Cities can excite, inspire and terrify the people who come to dwell in them.
They offer the chance to make fortunes or to shatter dreams
bringing people closer together at the same time as making them
feel more apart.
Our cities shape our lives and our world, but they also reflect the best and worst that modern mankind represents its towering achievements: the great buildings and beautiful parks and its greatest follies: sprawling housing estates and eight-lane motorways. All the best and worst ideas that man has to offer all existing cheek by jowl. If God invented man, then man invented the city.
The city has been a central character in all of the 20th century's great arts forms in film, music, literature and art, but perhaps it is with photography that the city has found the medium that captures it best a true mirror that tells us as much about our own perception of the city as about the city itself.
Urban Landscapes features the work of five photographers whose work captures very different viewpoints of contemporary city life from the innate romance of a city like Paris to the architectural beauty of New York to the people-less, car-filled streets of Los Angeles.
Christoph Morlinghaus is a German photographer exhibiting in the UK
for the first time. Based in New York, his work captures the cities
of LA and New York at their most fundamental and representative.
New York is rendered in mighty towers vying for space like trees
competing for light, LA a series of arteries pumping cars in and
out of its heart.
The scale of the work mirrors the size of the cities the photographs capture vast, industrial man-made landscapes. The photographs capture their subjects in almost intimate detail hyper-real images of familiar landscapes, made almost unreal in their calculated formalism and eerily empty composition.
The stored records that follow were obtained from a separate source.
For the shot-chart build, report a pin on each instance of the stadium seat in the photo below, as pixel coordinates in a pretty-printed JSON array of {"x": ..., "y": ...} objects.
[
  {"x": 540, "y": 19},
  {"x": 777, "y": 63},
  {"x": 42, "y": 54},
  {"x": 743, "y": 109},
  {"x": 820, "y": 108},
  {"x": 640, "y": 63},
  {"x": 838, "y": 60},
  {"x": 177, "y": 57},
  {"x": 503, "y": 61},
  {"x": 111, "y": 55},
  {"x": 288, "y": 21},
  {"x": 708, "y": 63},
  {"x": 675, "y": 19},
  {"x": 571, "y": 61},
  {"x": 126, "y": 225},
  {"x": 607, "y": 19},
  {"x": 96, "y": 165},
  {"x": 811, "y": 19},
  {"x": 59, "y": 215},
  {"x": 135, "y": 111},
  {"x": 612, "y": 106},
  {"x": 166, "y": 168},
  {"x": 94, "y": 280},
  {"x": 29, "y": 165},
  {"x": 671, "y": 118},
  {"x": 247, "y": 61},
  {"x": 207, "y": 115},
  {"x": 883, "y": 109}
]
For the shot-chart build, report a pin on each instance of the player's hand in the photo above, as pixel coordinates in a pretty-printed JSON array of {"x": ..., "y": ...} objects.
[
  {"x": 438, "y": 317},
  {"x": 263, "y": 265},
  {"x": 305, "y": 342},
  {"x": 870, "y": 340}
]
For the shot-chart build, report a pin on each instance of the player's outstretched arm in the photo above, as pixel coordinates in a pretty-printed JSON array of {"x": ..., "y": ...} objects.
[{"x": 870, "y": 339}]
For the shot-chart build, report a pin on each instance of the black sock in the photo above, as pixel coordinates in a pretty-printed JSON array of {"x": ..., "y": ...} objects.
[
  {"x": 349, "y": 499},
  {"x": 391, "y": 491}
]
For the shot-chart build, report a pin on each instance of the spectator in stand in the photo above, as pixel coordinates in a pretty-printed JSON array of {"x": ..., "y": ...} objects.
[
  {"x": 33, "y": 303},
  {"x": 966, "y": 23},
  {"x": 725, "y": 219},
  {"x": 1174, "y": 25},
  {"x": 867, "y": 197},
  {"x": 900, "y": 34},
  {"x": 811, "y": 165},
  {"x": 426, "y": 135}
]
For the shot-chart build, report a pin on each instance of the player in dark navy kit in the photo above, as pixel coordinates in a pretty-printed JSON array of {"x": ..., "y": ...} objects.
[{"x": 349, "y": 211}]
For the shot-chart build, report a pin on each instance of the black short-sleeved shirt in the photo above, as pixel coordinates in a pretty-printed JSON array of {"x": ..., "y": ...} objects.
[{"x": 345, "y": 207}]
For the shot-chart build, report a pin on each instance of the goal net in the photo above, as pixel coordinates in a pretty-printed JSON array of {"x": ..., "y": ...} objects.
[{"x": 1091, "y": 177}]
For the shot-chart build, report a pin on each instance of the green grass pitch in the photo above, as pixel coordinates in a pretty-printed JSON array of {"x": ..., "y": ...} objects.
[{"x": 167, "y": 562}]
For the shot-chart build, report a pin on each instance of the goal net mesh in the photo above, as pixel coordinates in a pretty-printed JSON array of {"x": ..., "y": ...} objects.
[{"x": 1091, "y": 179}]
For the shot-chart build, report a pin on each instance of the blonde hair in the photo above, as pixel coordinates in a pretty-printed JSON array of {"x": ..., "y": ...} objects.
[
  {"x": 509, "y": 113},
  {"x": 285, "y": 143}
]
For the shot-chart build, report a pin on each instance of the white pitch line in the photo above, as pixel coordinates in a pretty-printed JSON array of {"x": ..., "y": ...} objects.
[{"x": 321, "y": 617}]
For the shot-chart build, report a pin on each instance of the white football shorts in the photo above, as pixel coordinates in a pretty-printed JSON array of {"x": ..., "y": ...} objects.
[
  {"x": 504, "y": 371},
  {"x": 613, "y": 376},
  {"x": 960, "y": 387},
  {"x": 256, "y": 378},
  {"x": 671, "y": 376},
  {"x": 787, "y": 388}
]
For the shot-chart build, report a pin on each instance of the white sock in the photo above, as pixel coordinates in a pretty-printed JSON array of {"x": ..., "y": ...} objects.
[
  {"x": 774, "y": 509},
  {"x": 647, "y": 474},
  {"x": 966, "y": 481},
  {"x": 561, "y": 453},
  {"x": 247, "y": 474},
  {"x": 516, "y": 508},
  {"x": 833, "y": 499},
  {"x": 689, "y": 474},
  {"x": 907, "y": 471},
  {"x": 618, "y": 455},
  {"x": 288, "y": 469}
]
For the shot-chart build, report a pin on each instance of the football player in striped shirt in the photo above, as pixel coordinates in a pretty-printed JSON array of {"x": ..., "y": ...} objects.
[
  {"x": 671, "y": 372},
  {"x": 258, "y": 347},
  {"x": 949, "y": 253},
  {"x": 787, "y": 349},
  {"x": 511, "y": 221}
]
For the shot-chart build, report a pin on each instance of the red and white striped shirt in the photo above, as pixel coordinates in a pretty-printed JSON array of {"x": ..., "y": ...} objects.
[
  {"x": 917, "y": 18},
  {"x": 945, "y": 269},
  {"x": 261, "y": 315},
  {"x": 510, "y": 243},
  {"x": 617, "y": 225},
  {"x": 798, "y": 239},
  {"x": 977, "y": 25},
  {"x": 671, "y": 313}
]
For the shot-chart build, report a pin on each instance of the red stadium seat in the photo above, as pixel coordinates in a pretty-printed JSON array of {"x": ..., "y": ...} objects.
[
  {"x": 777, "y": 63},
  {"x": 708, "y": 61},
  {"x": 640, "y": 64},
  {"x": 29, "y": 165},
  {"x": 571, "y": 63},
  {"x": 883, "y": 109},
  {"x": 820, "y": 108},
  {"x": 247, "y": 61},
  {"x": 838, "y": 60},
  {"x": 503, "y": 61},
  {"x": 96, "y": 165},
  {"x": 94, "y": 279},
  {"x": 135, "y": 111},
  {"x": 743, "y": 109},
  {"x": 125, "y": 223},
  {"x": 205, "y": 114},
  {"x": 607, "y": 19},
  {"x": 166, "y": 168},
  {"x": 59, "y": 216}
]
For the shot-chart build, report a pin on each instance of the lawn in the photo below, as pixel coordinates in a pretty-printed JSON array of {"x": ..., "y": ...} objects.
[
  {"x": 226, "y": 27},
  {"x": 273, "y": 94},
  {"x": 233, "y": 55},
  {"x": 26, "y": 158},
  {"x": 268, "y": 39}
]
Pete Seaward began his career as a graphic designer, but has spent the
last twenty as a photographer. Originally studio-based, he has become
a specialist landscape photographer. Working primarily in advertising,
commissions have taken him across the world, creating campaigns
for clients such as Singapore Airlines, the New Zealand Tourist
Board and the German Stock Exchange.
These commissions have allowed him to develop and create a personal body of work on the theme of the Cityscape. The work captures the world's greatest modern capital cities from Tokyo and London to New York and Paris at their iconic best. Illuminated at night, from a bird's eye viewpoint or through a rain-soaked pane of glass, each image tells a different story of the city it captures and ably illustrates the powerful and magnetic lure of the modern city.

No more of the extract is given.